Make no mistake, what Mitchell, Tcherneva‏, Mosler, Wray, Kelton, Fullwiler, Forstater, and the other MMTers propagate is Trump University economics.

#1 The Common Error of Common Sense: An Essential Rectification of the Accounting Approach
#2 MMT ― the economics moron as problem solver
#3 Rectification of MMT macro accounting
#4 For details of the big picture see cross-references MMT

***
REPLY to Matt Franko on Sep 20

(i) Wordplay does not help. 2+2=5 is mathematically false. The same holds for the MMT balances equation. For proof see #1.

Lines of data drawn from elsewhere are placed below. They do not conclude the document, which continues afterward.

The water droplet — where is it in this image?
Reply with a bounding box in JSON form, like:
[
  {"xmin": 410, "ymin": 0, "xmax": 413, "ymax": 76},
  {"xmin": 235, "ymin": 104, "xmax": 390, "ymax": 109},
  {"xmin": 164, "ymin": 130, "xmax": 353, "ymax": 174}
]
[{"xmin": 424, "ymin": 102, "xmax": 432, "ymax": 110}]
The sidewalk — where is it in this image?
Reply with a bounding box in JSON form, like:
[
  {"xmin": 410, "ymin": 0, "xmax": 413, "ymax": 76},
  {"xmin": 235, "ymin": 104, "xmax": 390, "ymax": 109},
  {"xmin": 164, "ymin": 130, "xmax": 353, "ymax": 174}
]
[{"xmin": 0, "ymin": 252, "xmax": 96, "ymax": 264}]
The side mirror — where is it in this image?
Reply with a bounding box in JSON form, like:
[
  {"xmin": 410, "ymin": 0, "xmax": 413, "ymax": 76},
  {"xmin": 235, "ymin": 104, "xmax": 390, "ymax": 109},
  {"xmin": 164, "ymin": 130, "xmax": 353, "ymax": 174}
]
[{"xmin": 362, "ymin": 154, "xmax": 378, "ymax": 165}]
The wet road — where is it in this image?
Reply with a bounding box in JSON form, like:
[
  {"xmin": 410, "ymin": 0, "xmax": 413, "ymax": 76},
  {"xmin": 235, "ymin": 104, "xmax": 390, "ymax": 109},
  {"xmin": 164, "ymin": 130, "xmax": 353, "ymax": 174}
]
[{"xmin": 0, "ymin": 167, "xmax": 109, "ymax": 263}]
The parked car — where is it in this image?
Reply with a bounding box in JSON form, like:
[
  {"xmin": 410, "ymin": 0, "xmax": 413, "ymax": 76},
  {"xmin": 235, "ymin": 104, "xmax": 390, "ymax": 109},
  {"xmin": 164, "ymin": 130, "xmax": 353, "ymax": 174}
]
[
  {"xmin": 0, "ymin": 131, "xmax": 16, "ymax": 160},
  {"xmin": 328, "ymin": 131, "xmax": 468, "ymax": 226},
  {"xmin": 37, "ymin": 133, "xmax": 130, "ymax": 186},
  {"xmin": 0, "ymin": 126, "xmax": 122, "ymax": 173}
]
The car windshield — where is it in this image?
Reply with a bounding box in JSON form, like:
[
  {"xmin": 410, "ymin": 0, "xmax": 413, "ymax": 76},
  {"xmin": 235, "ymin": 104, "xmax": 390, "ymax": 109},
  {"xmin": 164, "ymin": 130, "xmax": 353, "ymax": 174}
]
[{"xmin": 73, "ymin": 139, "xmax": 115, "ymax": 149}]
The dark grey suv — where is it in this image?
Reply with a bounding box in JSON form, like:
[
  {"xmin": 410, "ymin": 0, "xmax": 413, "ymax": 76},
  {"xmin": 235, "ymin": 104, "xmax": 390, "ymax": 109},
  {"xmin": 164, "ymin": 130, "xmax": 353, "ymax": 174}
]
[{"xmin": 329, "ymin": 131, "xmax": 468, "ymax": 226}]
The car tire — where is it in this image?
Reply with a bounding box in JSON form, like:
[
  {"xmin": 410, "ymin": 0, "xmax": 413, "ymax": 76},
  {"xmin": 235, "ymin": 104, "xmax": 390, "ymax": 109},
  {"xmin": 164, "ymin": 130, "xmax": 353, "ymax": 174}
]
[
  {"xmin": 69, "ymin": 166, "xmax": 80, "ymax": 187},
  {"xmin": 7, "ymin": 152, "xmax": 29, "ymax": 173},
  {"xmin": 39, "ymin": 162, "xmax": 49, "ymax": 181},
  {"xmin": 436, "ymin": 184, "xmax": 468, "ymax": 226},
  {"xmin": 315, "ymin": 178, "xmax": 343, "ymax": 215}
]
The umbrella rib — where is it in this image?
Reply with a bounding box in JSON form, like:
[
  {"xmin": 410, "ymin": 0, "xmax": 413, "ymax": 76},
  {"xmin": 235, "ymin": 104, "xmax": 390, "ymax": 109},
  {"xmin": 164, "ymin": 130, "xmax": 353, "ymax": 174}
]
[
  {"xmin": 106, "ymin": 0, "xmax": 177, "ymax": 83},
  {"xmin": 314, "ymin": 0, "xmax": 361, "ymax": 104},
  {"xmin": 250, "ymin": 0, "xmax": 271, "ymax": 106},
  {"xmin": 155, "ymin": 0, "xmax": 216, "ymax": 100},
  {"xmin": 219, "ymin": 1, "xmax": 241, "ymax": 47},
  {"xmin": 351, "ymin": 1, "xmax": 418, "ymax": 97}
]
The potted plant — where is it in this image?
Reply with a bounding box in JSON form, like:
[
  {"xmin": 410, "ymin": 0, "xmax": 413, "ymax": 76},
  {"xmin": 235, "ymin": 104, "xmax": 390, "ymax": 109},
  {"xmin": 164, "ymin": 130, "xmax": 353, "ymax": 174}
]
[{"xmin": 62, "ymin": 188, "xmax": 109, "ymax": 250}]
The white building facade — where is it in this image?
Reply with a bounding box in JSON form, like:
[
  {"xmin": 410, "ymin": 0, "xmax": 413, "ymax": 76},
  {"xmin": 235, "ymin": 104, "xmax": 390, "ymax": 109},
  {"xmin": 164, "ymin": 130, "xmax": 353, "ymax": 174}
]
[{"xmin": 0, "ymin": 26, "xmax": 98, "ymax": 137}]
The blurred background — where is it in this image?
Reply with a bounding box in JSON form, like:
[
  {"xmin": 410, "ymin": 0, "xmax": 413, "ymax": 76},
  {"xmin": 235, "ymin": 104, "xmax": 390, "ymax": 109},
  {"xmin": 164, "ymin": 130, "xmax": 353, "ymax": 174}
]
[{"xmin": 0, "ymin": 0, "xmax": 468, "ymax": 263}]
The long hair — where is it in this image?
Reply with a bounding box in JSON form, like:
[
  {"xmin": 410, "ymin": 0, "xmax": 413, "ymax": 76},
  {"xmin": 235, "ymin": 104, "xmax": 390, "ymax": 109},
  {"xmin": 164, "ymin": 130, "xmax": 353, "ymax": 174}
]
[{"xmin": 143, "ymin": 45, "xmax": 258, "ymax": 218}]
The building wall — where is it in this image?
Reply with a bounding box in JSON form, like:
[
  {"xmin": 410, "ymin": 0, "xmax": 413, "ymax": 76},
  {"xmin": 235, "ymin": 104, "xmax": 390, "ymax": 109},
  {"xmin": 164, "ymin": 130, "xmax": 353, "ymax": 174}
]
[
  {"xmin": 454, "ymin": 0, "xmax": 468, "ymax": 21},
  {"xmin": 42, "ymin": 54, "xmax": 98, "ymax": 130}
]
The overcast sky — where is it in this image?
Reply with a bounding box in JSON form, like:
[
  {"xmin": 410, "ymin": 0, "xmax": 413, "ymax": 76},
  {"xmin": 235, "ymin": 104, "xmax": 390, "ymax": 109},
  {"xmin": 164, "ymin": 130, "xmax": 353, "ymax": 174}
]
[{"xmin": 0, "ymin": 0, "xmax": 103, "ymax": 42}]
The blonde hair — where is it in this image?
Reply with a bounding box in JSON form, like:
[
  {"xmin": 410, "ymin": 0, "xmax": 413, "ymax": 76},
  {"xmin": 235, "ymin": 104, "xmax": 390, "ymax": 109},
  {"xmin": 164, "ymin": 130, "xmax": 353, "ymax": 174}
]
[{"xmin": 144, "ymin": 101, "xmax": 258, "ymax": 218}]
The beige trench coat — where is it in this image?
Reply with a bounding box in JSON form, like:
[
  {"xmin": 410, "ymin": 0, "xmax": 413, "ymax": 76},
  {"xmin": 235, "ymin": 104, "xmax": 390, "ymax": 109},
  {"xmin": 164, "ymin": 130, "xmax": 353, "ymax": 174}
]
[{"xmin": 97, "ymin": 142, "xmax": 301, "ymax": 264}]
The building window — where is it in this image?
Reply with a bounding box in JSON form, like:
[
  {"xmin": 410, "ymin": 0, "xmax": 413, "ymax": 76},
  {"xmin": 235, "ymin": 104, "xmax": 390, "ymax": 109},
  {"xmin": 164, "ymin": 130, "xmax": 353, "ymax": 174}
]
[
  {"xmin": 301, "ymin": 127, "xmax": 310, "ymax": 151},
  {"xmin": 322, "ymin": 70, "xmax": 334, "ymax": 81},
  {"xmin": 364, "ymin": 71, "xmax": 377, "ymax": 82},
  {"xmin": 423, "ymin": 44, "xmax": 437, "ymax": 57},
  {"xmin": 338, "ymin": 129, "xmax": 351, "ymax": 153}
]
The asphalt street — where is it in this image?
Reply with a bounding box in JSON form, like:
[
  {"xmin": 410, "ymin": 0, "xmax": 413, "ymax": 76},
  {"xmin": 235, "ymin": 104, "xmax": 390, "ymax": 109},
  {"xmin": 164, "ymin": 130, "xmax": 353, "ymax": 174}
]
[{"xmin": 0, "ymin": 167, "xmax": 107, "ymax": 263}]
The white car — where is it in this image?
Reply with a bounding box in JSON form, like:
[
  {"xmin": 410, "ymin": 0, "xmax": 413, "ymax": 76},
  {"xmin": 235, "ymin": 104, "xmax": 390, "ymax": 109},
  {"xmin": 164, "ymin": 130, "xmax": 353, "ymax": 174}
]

(ii) Monetary profit is measured by accounting and if the accounting is properly done for an elementary production-consumption economy then profit in the books is numerically identical to cash in the box.#2 Auditors carry out this check routinely. The macroeconomic Profit Law is testable just like the Law of the Lever. There is NO room for ambiguity and wordplay.

(iii) You say: “You can have production (real terms) without any accounting but you can’t have profit without accounting.” So what? Counting the inventory is part of the year-end profit determination.

(iv) Profit is not ‘created’ by accounting but by private and public deficit spending. For the economy as a whole, it holds Public Deficit = Private Profit.

(v) Profit does not appear in the MMT balances equations.#3 How weird is this? The MMT balances equations hold only for a zero-profit economy. How weird is this?

(vi) Macro profit does not appear in macro models. It is absent in all I=S/IS-LM models since Keynes/Hicks. How weird is this?#4

(vii) Folks who cannot handle the pivotal concept of their subject matter and are too stupid for the elementary mathematics of accounting get economics diplomas and academic tenure. How laughable is this?

#1 Rectification of MMT macro accounting
The Common Error of Common Sense: An Essential Rectification of the Accounting Approach
#2 A tale of three accountants
#3 MMT and the magical profit disappearance
#4 Heterodoxy, too, is proto-scientific garbage

***
REPLY to Matt Franko on Sep 21

You argue “You say public deficit is private profit then you say the System of National Accounts doesn’t include profit: system of national accounts has G−T so there is your profit...”

I said “Public Deficit = Private Profit” and then “Profit does not appear in the MMT balances equations.” I did NOT say that the “System of National Accounts doesn’t include profit”.

You have obvious difficulties with understanding simple sentences.

The macroeconomic Profit Law has been derived from the set of macro axioms. This is the methodologically correct way. The question of Cash Basis or Accrual Basis accounting is absolutely irrelevant in the given context.

If C is total consumption expenditures during a given period, e.g. the calendar year, and Yw is total wage income during the same period, then total period profit is defined as Qm≡C−Yw. C and Yw reappear as the sums of all faithfully recorded transactions between Jan 1 and Dec 31 in the accounting system. The profit definition is a formal expression of what the accountants call striking a balance which is something quite different from recording a transaction.

The big question is: Why does that balance ― the pivotal balance of the monetary economy ― not appear in the balances equations of MMT?

My hypothesis is that MMTers are extremely stupid and your silly posts confirm this hypothesis.